In two years, the firm's made two value-add buys in Texas, but that's expected to change with the hard push for more sponsors, specifically joint venture partners with hands-on experience or solid knowledge of local markets. "Texas stacks up very high because of its positive demographics and economic trends," Brunswick stresses. "Texas has cyclical ups and downs, but we're starting to see some good investment opportunities there."

The most recent deal teams Buchanan Street with Dallas-based Westmount Realty, which bought an empty 418,000-sf office building in Plano for $9.7 million. The repositioning plan includes $10.7 million for improvements to a single-tenant structure emptied in 2003 by Alcatel Corp. Westmount's plan is simple: fill 1000 Coit Rd. whether it's a single tenant or several. Buchanan Street Partners kicked in $7.8 million of equity for the play, set up by Craig Reed in the firm's headquarters office and Jim Richards with Houston-based Live Oak Capital.

In July 2002, Buchanan teamed with Lynch Investments LLC of Oakland, CA which was actively buying multifamily product in Houston. That deal cornered a deed to a 103-unit complex, Greenway Court, near the Galleria. About $7.5 million went into the purchase and improvements.

"The two-year timeframe between investments wasn't a conscious decision," Brunswick emphasizes. "We're starting to get more networked in Texas. As our name gets out, we will get more."

Brunswick is hoping to nail down another deal in the Lone Star State in "three or four months." Nothing is under contract but, he says, "we're looking at some things."

Buchanan Street Partners, a real estate investment bank, is deploying the 2005 allocation into principal equity investments to expand geographically, reserving its agency business, which is advisory in nature, for West Coast activity.
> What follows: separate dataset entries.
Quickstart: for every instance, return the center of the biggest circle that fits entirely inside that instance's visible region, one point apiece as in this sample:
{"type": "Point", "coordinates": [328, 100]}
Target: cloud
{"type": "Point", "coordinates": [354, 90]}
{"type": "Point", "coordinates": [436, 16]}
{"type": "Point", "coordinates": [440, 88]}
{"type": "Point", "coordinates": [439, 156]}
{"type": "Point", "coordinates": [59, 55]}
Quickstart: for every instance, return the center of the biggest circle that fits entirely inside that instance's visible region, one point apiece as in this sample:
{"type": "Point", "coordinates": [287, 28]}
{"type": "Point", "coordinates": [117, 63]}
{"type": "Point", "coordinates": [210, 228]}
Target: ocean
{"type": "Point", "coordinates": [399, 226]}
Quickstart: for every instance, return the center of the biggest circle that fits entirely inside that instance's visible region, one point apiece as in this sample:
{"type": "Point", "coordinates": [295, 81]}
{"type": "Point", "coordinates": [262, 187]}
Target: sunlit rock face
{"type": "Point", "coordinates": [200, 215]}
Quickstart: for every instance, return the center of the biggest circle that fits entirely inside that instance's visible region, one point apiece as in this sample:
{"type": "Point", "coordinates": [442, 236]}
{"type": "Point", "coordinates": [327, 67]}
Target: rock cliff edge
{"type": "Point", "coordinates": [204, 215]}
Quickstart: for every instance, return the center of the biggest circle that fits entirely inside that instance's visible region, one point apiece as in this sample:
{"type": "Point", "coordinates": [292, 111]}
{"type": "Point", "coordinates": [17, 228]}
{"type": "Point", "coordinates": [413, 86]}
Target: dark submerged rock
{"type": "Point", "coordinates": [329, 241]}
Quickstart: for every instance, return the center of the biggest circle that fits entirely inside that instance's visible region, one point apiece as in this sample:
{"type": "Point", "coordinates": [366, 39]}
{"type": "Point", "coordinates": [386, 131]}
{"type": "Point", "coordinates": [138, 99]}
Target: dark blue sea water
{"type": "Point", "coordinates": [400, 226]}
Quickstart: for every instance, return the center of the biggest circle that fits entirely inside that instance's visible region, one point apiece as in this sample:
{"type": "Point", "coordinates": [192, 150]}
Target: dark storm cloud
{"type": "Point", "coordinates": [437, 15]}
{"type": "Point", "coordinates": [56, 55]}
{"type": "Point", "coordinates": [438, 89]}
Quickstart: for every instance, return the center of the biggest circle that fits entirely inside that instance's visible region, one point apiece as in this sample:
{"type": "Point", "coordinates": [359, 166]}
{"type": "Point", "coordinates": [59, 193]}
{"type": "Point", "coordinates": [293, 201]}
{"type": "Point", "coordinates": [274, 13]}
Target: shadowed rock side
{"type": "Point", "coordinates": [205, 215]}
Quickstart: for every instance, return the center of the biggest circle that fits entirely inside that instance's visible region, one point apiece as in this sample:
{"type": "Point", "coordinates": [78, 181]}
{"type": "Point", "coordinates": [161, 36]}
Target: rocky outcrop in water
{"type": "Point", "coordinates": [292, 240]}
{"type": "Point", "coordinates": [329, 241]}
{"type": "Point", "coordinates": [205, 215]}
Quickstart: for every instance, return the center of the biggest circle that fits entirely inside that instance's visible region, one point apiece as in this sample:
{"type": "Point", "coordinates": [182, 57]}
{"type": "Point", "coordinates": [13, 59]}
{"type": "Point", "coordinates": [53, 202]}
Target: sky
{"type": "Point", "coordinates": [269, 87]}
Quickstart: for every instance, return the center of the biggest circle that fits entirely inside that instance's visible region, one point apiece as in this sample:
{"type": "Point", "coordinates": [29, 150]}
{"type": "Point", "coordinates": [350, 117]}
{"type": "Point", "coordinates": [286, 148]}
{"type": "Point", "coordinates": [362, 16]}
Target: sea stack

The equity comes from a variety of sources, but it's all US capital waiting to be spent.

"Our investment appetite is not dictated by a certain amount of money," Brunswick explains. "It's driven by opportunity." The quest spans all product types and all scenarios, including recapitalization and ground-up projects.

Brunswick says the plan is to find opportunity-laced deals requiring $5 million to $15 million of equity and all-in total project costs of $15 million to $50 million for a three- to seven-year hold. As was the case with Westmount, the building can be empty. "A lot of equity players and investment players won't do empty buildings," he says. "We like the per pound analysis."